The flap was harvested with a skin bridge over the pedicle changing the island flap into a racquet shaped flap as described in a previous work [8]. The racquet shape modification of the flap avoids compression of the vascular pedicle which can develop in case of tunneling under skin or skin direct closure. In addition, it allows easy flap inset, enhances venous drainage as this skin bridge contains additional subcutaneous venous plexus. The skin strip can be also used for solving any additional local skin problems.

Although the radial forearm flap has higher success rates than PIA flap, and has been considered the workhorse flap for hand reconstruction; it seems less satisfactory compared to PIA flap especially for ulnar side hand defects. The PIA flap seems to be a reliable option for reconstructing the ulnar side of the hand. We feel that the PIA must be considered as one of the new preferred valuable flaps for hand reconstruction. This flap must be learned well to both senior and junior staff and should be considered as another option for hand coverage when the surgeon prefers not to use free tissue transfer or the radial artery flap. Gentle pedicle dissection and avoidance of pedicle compression using the racquet shape design reduce flap necrosis. During flap elevation, we could harvest a skin paddle up to only 3-4 cm below the lateral epicondyle of the humerus that enabled us to cover defects down to the middle phalanges. In addition, anastomotic vessel dissection as described by Bayon and  Pho 4 also increases flap arc of rotation.

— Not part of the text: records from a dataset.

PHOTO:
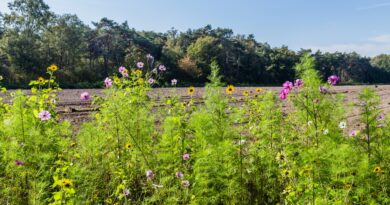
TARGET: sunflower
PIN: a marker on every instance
(230, 89)
(52, 68)
(128, 146)
(377, 169)
(191, 90)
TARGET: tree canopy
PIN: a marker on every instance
(32, 38)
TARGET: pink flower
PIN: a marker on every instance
(126, 192)
(323, 89)
(140, 65)
(353, 133)
(288, 85)
(19, 162)
(283, 93)
(150, 174)
(44, 115)
(108, 82)
(185, 183)
(179, 174)
(173, 82)
(85, 96)
(298, 83)
(186, 157)
(333, 79)
(151, 81)
(162, 68)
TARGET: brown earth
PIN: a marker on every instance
(71, 108)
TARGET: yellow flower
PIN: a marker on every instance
(128, 146)
(378, 169)
(230, 89)
(191, 90)
(52, 68)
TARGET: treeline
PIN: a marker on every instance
(32, 37)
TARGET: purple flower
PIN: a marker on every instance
(108, 82)
(333, 79)
(122, 69)
(283, 93)
(162, 67)
(150, 174)
(353, 133)
(298, 83)
(185, 183)
(126, 192)
(179, 174)
(149, 57)
(186, 157)
(85, 96)
(380, 117)
(288, 85)
(44, 115)
(151, 81)
(140, 65)
(323, 89)
(19, 162)
(173, 82)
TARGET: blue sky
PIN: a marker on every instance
(330, 25)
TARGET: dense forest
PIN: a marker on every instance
(32, 38)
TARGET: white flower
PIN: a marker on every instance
(343, 125)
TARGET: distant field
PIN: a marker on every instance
(73, 109)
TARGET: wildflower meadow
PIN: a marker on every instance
(294, 146)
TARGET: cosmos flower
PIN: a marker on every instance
(150, 174)
(353, 133)
(186, 157)
(108, 82)
(126, 192)
(85, 96)
(44, 115)
(162, 68)
(173, 82)
(140, 65)
(52, 68)
(288, 85)
(191, 90)
(151, 81)
(179, 175)
(230, 89)
(185, 183)
(298, 83)
(323, 89)
(342, 125)
(283, 94)
(19, 162)
(333, 79)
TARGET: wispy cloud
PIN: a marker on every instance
(380, 38)
(365, 49)
(373, 6)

In the last decade, the senior author (Ayman shaker) as well as the other authors used the posterior interosseous flap in more than 80 cases of hand and upper limb reconstruction and they believe that the PIAF can be used efficiently to solve many problematic defects.  

Conclusion

The PIA flap seems a smart and reliable option for coverage of the ulnar side of the hand. Further evidence- base has shown that the PIA flap should be considered as a reliable choice in hand reconstruction especially ulnar side defects. The flap should be learned to senior and junior reconstructive surgeons as a classical flap for hand reconstruction. Familiarity with the flap anatomy lessens the operative time greatly and makes surgical dissection easier.